When Newland opens his eyes again, Roxy’s sitting on his chest.
‘You’re going to die here now, Newland,’ says Darrell, very calmly. ‘This is it, mate. This is all the life you got. This is your last day, and there’s nothing you can tell us that’ll make it different, all right? But if we make it look like an accident, your life insurance will still pay out. To your mum, yeah? And your brother? We can do that for you, make it look like an accident. Not a suicide. All right?’
Newland coughs up a lungful of murky water.
‘You got my mum killed, Newland,’ says Roxy. ‘That’s strike one. And you’ve made me sit in your shitty water. That’s strike two. If we get to strike three, there will be pain you just can’t believe. I only want to know one thing from you.’
He’s listening to her now.
‘What did Primrose give you, Newland, to tip him off about my mum? What would have made you bring the Monkes down on you? What seemed worth that to you, Newland?’
He blinks at them, first at her, then at Darrell, like they’re having a laugh with him.
She holds his face in her hand and sends a pickaxe of pain along the jaw.
He screams.
‘Just tell me, Newland,’ she says.
He’s panting. ‘You know, don’t you?’ he says. ‘You’re kidding me.’
She brings her hand close to his face.
‘No!’ he says. ‘No!
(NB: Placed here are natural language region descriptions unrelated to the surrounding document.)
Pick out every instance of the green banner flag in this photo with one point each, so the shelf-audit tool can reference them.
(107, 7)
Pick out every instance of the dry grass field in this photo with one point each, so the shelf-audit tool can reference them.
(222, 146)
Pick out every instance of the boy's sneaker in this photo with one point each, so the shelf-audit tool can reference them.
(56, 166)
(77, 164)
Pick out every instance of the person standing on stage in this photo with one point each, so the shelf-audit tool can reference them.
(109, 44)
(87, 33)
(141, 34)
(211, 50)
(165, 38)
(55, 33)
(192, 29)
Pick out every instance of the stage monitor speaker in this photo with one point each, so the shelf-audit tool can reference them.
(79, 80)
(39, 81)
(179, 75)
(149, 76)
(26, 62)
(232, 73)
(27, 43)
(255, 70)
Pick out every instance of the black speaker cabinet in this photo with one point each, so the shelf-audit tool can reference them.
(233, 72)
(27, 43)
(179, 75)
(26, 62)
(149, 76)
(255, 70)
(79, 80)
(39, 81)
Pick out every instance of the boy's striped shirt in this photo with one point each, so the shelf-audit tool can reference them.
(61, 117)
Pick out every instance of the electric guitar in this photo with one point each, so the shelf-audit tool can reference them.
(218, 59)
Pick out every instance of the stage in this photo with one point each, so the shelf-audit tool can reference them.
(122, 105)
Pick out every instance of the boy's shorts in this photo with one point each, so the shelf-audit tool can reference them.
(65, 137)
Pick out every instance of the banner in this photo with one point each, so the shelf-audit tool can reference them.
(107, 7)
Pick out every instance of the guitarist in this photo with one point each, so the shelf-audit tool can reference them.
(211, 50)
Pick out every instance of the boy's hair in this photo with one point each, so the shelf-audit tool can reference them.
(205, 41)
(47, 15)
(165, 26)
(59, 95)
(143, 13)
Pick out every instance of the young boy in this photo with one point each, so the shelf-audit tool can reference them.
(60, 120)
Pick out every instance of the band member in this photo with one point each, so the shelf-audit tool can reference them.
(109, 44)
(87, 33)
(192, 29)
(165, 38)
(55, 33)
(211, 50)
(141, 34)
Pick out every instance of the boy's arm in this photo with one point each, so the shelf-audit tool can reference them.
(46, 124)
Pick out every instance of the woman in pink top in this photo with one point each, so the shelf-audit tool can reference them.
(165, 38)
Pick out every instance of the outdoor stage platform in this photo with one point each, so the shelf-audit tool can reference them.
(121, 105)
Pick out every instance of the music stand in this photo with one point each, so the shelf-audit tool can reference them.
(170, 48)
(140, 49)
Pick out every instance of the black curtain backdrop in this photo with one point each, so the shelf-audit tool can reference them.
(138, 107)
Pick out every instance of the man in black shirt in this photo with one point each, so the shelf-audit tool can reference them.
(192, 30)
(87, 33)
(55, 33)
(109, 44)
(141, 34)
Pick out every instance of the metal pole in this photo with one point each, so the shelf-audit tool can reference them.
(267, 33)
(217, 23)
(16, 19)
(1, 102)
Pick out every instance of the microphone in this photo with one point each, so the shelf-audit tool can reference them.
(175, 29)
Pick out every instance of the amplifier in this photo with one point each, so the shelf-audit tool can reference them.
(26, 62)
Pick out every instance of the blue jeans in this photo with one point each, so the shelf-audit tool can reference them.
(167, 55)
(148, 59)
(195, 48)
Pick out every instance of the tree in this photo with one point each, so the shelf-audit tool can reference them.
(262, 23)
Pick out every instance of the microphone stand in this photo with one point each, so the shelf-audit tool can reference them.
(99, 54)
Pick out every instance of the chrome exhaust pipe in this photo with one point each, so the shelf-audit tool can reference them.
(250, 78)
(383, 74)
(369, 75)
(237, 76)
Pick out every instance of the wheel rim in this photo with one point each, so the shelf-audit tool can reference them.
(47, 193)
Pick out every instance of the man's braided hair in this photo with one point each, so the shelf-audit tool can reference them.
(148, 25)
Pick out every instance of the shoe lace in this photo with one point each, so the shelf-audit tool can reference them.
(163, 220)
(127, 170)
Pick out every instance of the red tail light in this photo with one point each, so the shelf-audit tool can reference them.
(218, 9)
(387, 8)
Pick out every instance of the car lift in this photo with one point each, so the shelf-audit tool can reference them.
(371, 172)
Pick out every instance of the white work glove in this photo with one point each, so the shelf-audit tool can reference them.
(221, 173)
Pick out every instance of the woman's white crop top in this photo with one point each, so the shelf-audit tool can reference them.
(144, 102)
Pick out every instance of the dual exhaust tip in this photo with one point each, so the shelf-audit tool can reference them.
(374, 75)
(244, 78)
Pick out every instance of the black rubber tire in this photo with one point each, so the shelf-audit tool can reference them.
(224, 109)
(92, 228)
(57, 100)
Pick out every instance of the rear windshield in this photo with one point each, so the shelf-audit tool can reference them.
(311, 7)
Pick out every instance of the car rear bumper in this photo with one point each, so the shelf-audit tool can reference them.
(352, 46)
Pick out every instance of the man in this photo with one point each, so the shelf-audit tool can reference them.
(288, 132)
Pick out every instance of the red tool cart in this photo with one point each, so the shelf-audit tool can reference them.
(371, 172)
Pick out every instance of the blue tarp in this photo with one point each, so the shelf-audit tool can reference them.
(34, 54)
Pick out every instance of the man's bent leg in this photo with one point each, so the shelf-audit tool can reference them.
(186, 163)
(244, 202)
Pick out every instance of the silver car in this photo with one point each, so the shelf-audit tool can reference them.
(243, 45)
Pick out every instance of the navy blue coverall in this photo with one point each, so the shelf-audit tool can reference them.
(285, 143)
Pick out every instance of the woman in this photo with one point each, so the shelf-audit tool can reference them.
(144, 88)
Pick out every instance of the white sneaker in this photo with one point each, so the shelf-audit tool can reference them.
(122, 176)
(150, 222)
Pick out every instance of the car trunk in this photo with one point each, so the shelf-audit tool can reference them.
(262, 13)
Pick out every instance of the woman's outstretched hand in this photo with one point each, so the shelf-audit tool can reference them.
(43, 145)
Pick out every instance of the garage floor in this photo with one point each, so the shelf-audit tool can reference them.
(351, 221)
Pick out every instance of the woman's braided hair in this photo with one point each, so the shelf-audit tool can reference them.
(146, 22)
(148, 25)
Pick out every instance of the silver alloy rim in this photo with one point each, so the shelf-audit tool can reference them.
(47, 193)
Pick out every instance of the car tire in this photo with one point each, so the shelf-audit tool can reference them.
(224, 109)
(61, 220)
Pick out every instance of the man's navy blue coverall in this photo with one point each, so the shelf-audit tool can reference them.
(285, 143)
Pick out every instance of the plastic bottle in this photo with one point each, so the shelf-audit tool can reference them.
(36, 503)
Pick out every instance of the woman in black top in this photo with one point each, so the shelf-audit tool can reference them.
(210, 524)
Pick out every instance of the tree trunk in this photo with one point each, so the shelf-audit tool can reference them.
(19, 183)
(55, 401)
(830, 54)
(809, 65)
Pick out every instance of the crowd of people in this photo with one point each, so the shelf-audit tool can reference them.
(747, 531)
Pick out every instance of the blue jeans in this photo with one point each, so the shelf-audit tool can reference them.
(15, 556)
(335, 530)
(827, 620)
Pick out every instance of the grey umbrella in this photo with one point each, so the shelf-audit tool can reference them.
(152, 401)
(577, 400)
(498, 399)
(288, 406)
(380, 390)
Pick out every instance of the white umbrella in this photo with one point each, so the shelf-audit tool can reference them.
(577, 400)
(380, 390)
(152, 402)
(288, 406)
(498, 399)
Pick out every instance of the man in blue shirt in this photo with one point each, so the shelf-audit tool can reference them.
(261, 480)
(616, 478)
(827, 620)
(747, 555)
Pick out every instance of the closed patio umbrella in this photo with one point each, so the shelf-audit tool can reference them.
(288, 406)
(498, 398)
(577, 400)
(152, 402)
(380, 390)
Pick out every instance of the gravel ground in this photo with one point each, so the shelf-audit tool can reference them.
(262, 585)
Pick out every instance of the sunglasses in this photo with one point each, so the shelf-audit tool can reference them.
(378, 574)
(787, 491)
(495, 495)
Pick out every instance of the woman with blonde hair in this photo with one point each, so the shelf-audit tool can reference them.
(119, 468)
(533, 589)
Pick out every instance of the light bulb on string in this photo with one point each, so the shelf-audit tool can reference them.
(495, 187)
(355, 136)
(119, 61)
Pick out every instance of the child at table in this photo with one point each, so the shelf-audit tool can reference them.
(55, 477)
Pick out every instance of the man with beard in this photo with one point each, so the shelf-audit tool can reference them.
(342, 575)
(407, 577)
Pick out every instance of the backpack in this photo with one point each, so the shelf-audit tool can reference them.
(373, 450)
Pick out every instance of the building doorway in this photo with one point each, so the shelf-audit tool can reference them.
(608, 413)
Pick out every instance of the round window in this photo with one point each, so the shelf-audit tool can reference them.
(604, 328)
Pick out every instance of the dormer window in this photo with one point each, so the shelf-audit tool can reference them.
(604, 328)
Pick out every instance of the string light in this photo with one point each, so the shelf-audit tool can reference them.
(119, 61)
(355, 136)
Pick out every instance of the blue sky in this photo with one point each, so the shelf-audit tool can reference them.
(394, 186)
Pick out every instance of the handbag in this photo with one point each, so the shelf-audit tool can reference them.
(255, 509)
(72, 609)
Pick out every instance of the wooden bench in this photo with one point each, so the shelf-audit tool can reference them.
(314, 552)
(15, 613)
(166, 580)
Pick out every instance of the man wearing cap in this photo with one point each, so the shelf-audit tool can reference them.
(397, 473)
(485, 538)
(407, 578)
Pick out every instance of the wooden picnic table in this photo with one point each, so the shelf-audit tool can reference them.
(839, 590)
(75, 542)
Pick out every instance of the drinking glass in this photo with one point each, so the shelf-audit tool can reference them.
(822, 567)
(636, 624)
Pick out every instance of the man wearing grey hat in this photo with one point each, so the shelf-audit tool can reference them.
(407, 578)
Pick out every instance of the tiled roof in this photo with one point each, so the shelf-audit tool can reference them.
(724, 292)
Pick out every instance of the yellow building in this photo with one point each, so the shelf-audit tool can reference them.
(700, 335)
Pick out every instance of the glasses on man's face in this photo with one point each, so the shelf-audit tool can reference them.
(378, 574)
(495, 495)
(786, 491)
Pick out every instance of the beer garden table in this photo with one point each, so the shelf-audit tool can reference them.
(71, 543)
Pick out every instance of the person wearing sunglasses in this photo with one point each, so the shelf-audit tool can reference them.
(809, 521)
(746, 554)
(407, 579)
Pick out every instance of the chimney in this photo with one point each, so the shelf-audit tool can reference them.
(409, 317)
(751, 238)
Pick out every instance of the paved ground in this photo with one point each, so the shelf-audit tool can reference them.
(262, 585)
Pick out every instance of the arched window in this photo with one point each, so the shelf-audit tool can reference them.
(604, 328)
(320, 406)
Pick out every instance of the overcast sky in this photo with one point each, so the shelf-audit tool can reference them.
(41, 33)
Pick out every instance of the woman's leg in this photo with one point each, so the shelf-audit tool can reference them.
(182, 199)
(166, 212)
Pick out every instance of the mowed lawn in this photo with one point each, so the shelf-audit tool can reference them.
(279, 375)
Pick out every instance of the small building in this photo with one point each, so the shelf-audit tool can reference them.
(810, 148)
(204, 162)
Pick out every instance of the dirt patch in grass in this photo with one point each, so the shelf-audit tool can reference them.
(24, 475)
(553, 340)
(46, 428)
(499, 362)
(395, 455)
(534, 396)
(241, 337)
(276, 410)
No, you know what happened, you fucking bitch, it was your dad. It was never Primrose who paid me, it was Bernie – Bernie Monke told me to do it. I only ever worked for Bernie, only ever did jobs for Bernie; it was Bernie who told me that I should pretend to sell Primrose information, tell him when to find your mum alone. You was never supposed to see it. Bernie wanted your mum dead and I don’t ask questions. I helped him out. It was fucking Bernie. Your dad. Bernie.’
He keeps on muttering the name, like it’s the secret that will make her set him free.
They don’t get much more from him. He knew Roxy’s mum was Bernie’s woman; yeah, of course he did. They told him that she’d cheated on Bernie, and that was enough to get her killed – well, it would be.
When they’re finished, they tip him back in the pool, and she lights it up, just the once. It’ll look like he had a heart attack, fell in, shat himself and drowned. So they kept their promise. They change their clothes and take the rental car back to the airport. They haven’t even left a hole in the fence.
On the plane, Roxy says, ‘What now?’
And Darrell says, ‘What do you want, Rox?’
She sits there for a bit, feeling the power in her, crystalline and complete. It felt like something, killing Newland. To see him go rigid and then stop.
She thinks about what Eve’s said to her, that she knew Roxy was coming. That she’s seen her destiny. That she’s the one who’s going to bring in the new world. That the power will be in her hands to change everything.
She feels the power in her fingertips, as if she could punch a hole right through the world.
‘I want justice,’ she says. ‘And then I want everything. You wanna stand with me? Or you wanna stand against me?’
Bernie’s in his office, looking through his books, when they get there. He looks old to her. He hasn’t shaved properly; there’s tufts sticking out of his neck and his chin. There’s a smell on him these days, too; smells like hard cheese. She never thought before that he’s old. They’re his youngest ones. Ricky’s thirty-five.
He knew they were coming. Barbara must have told him she’d given Roxy the notebooks. He smiles when they walk in the door. Darrell’s behind her, holding a loaded gun.
‘You’ve got to understand, Rox,’ says Bernie. ‘I loved your mum. She never loved me – I don’t think so. She was just using me for what she could get.’
‘That why you killed her?’
He inhales through his nose, like it surprises him to hear it, even so. ‘I’m not going to beg,’ he says. He’s looking at Roxy’s hands, at her fingers. ‘I know how this goes, and I’ll take it, but you’ve got to understand, it wasn’t personal, it was business.’
‘It was family, Dad,’ says Darrell, very softly. ‘Family’s always personal.’